The "hot-spot" occurs when an area of the semiconductor gets too hot, which can produce errors when interpreting the logic, such as skipping a condition or producing a result with respect to the expected results.
When the processor temperature is measured, it indicates a general temperature, but this temperature varies depending on the zone, one zone may be much hotter than another, and it is very difficult to handle in situations of high thermal stress.
This can make a modern game on a modern engine such as unreal engine 5, where consumption is higher, prone to crashes, no matter how many implementations you make, glitchy animations, glitchy collisions, etc.
There is a study in this regard, which can be summarized as "can cause serious problems, such as drastic loss of performance, incorrect circuit operation and reduced device lifetime. Traditional cooling solutions and design tools are no longer sufficient to mitigate these effects.":
https://sites.tufts.edu/tcal/files/2021 ... C_2021.pdf
The following study addresses "Thermally induced soft errors or delay faults capable of causing data corruption or incorrect execution.":
https://scholarworks.umass.edu/bitstrea ... 2/download
It is worth noting that these studies speak of solutions, but the problem will continue to persist as seen in current modern chips.
A thermal hot-spot can cause a logic condition to "jump", even though there is no apparent error in the code or design.
At higher temperature, MOSFET transistors:
Conduct worse (lower electron/carrier mobility).
They take longer to change state (0→1 or 1→0).
This results in internal signal delays, which can cause a signal:
- Arrive late at a logic gate,
- Not arrive before the clock edge,
- And the circuit registers an erroneous data.
For example:
Code: Select all
if (x > 5) {
doSomething();
}- Misevaluate the result.
- Not trigger the control signal.
- And the doSomething() block is not executed, even though x was greater than 5.
This is not a software bug.
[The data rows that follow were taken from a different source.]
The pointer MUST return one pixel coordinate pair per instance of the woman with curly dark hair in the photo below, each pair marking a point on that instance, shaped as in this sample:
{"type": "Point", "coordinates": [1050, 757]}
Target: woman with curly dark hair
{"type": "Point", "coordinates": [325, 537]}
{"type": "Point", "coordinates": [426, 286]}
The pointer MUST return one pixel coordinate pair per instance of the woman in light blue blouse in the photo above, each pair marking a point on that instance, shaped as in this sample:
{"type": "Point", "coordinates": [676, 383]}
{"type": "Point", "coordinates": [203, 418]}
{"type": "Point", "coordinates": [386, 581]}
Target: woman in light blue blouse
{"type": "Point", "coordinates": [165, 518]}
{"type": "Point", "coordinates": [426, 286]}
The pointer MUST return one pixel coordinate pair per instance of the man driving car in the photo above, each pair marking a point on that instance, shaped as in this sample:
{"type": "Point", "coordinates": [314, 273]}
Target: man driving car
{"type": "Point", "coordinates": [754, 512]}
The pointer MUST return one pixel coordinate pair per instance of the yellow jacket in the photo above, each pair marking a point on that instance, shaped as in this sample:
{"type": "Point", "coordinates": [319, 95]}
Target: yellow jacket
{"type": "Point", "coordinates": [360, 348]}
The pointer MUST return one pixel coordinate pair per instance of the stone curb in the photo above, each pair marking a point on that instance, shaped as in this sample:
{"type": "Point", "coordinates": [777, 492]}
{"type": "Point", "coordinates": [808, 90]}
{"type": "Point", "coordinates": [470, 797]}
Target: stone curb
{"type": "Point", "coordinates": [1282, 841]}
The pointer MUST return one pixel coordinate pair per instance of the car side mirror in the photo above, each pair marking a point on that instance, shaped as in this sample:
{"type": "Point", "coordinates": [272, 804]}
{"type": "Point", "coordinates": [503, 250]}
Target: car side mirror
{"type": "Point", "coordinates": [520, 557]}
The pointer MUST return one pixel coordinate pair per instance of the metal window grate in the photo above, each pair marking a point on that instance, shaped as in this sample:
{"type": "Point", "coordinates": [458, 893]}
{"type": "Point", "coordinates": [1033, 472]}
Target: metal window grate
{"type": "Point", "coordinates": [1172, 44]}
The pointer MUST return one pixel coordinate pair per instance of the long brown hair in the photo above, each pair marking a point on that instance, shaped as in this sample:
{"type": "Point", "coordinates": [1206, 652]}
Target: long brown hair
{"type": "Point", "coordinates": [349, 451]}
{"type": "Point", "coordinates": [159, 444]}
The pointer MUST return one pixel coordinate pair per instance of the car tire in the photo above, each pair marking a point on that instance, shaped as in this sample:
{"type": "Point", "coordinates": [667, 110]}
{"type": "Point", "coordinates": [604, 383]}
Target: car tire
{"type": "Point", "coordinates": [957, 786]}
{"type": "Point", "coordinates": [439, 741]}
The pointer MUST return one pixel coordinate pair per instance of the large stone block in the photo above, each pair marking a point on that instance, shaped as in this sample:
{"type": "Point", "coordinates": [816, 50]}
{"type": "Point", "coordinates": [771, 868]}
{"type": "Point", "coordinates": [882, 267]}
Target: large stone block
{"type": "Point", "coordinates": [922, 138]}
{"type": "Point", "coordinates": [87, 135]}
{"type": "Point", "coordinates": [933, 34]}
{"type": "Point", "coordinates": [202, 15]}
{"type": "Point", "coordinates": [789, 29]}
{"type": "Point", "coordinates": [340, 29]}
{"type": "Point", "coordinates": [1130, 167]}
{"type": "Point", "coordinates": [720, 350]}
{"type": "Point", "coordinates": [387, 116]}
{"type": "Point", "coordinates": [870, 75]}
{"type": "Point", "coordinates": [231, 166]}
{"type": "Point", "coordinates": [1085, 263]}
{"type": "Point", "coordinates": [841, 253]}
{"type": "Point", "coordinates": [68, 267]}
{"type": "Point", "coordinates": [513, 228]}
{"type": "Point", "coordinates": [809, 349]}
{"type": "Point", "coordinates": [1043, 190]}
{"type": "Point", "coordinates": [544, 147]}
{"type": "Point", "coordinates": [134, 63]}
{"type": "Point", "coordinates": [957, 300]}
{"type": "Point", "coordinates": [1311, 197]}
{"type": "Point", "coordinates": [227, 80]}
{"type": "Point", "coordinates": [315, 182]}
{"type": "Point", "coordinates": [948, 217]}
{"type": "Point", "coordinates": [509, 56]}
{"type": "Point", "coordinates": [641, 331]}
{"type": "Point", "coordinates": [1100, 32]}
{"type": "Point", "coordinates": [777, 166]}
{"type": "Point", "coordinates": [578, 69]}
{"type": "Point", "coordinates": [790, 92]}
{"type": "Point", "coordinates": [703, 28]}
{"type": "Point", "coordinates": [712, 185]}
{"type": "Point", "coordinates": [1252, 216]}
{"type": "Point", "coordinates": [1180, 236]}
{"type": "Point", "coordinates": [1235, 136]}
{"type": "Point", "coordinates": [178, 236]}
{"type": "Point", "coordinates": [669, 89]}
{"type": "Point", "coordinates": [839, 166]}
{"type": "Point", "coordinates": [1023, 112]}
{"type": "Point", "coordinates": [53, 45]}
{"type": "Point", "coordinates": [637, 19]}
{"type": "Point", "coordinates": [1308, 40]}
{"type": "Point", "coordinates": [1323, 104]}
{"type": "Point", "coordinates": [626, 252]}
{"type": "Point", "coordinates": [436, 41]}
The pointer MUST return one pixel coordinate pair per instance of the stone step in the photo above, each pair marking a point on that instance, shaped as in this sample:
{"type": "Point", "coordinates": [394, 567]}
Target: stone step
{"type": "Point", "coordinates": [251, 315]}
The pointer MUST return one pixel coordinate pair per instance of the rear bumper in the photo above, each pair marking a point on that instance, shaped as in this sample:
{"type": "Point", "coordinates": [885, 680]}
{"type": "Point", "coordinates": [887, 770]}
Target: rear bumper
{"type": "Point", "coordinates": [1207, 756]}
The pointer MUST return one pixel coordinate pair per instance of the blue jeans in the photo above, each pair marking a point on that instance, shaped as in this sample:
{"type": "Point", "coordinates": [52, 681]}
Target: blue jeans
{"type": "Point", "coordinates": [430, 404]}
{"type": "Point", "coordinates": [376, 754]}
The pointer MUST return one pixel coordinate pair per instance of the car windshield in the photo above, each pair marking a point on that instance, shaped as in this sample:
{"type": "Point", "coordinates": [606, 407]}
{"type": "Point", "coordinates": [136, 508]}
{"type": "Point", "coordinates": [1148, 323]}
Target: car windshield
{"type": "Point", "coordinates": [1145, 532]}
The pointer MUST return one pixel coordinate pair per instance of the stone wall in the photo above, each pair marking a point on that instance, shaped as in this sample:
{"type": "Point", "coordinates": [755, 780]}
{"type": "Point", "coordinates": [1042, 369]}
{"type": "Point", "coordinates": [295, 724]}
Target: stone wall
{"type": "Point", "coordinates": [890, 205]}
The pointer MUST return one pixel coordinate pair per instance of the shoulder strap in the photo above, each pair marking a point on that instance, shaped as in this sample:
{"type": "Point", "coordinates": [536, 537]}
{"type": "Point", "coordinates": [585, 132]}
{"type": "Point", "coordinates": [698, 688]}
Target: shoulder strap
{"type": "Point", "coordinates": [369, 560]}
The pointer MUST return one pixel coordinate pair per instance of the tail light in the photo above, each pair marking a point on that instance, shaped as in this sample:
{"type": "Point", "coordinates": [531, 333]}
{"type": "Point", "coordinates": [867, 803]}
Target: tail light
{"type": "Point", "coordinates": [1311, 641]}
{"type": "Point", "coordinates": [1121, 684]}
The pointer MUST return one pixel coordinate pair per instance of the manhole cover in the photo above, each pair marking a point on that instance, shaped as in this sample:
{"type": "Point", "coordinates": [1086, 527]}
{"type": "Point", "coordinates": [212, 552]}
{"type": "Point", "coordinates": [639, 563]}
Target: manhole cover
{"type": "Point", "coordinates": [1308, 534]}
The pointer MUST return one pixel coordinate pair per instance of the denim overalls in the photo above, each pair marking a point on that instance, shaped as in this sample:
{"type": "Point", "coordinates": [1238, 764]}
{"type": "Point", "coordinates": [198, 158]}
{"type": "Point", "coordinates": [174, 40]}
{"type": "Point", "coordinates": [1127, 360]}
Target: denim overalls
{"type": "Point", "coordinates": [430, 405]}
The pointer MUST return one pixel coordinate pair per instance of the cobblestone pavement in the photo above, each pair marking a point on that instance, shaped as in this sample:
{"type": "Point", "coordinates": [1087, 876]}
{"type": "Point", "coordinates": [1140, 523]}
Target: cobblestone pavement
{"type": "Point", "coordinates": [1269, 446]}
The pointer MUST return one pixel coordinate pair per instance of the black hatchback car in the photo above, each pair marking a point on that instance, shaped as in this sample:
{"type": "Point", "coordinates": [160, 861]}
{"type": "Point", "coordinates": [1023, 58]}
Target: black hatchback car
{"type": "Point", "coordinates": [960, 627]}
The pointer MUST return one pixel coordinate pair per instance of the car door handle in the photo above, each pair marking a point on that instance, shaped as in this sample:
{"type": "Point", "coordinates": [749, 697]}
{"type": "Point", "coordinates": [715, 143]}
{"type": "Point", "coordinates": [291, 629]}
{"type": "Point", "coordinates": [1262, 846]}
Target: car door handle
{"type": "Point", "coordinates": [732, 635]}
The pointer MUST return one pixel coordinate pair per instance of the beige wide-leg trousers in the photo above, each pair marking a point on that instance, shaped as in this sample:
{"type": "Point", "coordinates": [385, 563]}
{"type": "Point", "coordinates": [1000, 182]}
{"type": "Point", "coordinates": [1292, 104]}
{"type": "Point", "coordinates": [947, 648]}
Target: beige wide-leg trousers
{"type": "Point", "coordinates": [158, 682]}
It is a physical bug: the logical signal did not change in time.
The processors use synchronous logic based on clock edges.
If a signal arrives late because of the hotspot:
- The logical condition is not reached.
- A comparison, an instruction, a conditional operation, etc. is skipped.
Not only can a condition be skipped, there are cases that can even change the values at the time of interpretation, known as "Bit flip", i.e. a register cell changes its value due to heat (soft error):
https://semiengineering.com/heat-relate ... c-designs/
https://dramsec.ethz.ch/papers/mathur-dramsec22.pdf
https://arxiv.org/abs/2110.10291